Piano Domini

Keith Tippett & Matthew Bourne
Aeolian
U.K. DISCUS MUSIC DISCUS 120 CD C.D. (2021)

This double album set comes as Discus Records’ fourth and sadly final instalment from avant-jazz piano maestro Keith Tippett, a bandleader/arranger whose back catalogue (see Ovary Lodge, Keith Tippett’s Ark etc), never seems to date/grate and always captivates. And let’s not forget to mention that fractured piano break of his which catapulted Crimso’s “Cat Food” into another dimension. Meanwhile, with a tick-list that takes in releases on Leaf and Foghorn records, alongside collaborations with Annette Peacock and John Zorn, one-time ‘Perrier Young Jazz Musician of the Year’, Matthew Bourne met up with Keith at 2016’s Herts Jazz Festival. A casual remark from the latter about possible duo performances was leapt on and their debut public performance followed at the 2017 London Jazz Festival. After, they performed/recorded a number of dual piano concerts. This being the first time that Keith had played in that kind of set-up since the T.N.T. album recorded on Steam Records, back in 1976.

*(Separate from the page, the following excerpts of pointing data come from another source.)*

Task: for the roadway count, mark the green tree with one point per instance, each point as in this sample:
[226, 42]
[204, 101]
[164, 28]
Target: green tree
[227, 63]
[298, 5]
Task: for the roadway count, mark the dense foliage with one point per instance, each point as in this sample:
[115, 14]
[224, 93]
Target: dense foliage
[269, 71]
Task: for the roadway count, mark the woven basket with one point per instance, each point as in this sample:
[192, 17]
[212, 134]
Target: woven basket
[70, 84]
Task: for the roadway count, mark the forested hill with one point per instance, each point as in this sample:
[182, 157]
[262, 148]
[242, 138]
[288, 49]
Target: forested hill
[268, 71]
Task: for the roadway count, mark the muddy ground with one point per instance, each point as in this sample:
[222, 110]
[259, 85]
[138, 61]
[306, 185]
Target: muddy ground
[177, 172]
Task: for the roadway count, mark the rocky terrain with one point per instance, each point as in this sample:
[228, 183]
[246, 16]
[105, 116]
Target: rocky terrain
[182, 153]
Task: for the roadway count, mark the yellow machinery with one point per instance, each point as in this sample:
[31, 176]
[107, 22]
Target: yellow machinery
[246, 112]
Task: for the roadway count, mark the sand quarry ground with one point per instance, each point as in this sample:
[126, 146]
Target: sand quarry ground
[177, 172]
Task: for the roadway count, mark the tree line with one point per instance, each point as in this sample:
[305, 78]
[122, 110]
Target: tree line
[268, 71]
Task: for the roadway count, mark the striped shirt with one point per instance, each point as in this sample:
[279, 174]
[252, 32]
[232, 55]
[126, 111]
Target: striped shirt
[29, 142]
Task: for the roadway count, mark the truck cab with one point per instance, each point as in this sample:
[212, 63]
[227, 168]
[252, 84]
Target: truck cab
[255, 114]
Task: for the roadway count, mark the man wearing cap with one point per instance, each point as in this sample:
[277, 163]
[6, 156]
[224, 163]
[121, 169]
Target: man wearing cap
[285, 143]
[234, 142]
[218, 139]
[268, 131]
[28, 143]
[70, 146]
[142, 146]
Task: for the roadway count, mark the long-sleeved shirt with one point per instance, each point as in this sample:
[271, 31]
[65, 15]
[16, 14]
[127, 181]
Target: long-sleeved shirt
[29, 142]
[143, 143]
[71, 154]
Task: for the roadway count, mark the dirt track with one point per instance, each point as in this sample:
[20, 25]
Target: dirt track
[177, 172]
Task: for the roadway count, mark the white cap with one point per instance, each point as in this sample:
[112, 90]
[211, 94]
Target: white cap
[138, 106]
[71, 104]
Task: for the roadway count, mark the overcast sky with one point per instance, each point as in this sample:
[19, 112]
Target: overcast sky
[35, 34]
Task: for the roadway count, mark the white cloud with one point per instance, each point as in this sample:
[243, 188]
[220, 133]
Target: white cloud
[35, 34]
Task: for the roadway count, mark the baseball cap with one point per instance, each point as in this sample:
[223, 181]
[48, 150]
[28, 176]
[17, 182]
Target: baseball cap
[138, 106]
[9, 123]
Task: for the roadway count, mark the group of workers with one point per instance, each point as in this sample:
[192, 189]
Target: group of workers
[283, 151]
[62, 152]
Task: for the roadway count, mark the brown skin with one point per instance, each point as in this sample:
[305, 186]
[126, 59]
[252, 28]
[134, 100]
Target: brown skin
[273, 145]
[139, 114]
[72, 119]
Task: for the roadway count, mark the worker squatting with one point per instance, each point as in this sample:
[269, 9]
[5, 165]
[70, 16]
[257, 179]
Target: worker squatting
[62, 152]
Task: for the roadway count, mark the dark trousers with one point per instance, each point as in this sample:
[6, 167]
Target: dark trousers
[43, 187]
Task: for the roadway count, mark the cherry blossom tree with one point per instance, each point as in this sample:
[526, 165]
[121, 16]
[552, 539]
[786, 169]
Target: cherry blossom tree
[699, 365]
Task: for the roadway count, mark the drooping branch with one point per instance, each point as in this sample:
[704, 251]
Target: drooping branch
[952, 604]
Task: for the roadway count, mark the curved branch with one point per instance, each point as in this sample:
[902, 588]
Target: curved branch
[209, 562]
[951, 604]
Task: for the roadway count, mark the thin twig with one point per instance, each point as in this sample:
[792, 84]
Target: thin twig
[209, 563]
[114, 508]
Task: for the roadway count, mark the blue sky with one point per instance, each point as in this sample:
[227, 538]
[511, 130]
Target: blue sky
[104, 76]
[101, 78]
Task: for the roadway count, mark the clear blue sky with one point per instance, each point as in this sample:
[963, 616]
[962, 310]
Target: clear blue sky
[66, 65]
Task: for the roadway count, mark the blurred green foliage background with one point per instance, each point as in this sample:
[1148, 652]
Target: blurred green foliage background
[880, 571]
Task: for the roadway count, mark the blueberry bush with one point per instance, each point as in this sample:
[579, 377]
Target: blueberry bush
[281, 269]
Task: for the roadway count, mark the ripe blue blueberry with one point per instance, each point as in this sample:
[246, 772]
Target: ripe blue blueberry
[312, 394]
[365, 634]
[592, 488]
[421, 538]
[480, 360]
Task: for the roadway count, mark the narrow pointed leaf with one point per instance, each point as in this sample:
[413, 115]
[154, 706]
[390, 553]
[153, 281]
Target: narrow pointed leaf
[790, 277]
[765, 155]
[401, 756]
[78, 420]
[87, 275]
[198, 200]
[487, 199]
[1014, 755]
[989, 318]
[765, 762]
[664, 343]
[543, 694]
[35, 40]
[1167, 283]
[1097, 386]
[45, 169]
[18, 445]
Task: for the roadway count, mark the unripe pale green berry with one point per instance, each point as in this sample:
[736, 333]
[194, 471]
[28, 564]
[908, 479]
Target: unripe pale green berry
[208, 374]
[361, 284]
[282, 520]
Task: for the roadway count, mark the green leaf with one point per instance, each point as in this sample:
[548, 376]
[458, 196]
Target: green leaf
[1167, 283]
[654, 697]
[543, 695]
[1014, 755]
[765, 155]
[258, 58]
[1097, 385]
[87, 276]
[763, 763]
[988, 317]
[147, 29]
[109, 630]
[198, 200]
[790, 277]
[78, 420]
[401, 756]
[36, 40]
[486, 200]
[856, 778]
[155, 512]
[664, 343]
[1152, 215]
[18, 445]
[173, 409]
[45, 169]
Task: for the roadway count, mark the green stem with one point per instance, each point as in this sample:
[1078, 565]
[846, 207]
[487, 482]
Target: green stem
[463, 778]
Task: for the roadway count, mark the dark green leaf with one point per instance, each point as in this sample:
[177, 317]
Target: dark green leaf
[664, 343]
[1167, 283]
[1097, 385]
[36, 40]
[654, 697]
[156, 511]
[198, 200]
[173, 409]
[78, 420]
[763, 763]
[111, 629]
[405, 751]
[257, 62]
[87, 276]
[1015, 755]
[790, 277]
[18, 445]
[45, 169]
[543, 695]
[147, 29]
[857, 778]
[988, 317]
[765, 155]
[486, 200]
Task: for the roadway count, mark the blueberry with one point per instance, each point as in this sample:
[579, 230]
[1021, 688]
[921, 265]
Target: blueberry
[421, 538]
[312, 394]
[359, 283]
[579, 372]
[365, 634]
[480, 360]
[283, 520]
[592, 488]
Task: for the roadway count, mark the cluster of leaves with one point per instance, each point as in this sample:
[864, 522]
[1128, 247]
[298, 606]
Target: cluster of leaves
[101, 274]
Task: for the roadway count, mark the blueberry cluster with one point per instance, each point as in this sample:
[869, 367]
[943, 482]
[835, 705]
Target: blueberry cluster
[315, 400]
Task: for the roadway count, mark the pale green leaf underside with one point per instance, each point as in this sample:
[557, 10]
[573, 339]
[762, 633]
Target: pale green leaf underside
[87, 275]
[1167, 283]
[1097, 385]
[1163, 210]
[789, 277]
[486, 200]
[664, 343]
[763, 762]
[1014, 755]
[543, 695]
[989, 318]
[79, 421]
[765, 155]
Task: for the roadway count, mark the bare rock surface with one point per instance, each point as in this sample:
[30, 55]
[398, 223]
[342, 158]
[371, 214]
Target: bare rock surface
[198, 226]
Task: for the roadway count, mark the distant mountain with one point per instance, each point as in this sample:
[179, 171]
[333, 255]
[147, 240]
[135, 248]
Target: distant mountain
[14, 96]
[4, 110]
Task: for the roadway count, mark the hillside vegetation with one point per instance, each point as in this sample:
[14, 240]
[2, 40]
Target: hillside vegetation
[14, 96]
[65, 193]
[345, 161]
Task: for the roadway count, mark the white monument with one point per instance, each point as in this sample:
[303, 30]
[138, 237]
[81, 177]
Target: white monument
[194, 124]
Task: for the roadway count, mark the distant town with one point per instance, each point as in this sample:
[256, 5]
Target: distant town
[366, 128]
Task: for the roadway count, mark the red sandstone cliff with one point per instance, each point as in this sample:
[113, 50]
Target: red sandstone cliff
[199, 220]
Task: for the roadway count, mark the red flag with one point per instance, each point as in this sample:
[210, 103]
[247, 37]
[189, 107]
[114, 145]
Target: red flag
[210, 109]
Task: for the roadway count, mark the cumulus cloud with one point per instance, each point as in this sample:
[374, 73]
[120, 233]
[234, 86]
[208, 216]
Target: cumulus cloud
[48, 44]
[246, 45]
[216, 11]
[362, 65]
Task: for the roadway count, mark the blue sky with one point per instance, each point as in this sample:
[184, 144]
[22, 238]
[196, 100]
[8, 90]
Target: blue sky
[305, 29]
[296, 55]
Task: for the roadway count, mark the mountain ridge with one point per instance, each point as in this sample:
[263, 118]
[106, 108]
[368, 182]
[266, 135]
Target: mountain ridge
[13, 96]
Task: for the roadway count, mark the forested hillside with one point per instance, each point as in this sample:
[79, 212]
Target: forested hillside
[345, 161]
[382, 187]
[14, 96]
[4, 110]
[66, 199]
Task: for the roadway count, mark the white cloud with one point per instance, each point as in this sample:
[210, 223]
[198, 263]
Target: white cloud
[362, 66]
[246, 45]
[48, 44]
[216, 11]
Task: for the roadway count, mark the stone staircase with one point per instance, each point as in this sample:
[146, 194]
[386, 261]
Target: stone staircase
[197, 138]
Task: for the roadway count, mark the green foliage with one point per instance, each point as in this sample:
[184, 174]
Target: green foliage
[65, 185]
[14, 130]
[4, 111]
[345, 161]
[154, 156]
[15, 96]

Aeolian is split into two halves: ‘Studio’ (from ‘The Venue’, Leeds, July 2019) and ‘Live’ (‘Union Chapel’, London, October 2019). The first nine studio pieces are named after certain winds of many nations. From the ‘Etesians’ to the ‘Mistral’ and from the ‘Bora’ to the Satie-esque ‘Samoon’, finger-crippling jazz runs effortlessly shift towards contempo-classical stabs and elegiac lyricism. For me, ‘Bise’ remains uppermost after several plays in which some internal piano plucks and scrapes dissolve to reveal a generous scattering of spectral high-end trills. Magical. Expertly recorded before a reverential gathering, the live disc contains one cut, clearly separated into two movements (“Sympatico”/”Trade Winds”) and clocks in at a stamina-sapping thirty-six minutes. Images and sounds flood the mind in quick succession, referencing child’s musical boxes, fairground calliopes, stray blues licks, a potential Dr. Caligari soundtrack and insistent portents of impending doom. It’s pretty easy to imagine the two of them hammering away in the orchestra pit, while above them, flickering images of criminal beastliness are shown to an nervy, edge-of-the-seat audience. Will Pearl White (a.k.a. “Pauline” of “The Perils of…”) be rescued from the railway tracks in the very nick of time?? More magic.

While not wishing to derail Matthew’s massive contribution in the slightest, Aeolian shows itself to be a fine and fitting testament to a sorely missed major talent in Keith Tippett (1947-2020). And by sheer happenstance (?), it’s a recording that neatly bookends the mighty (in sound and personnel) Centipede’s Septober Energy which Esoteric Records have recently seen to reissue as an attractively presented double c.d. set.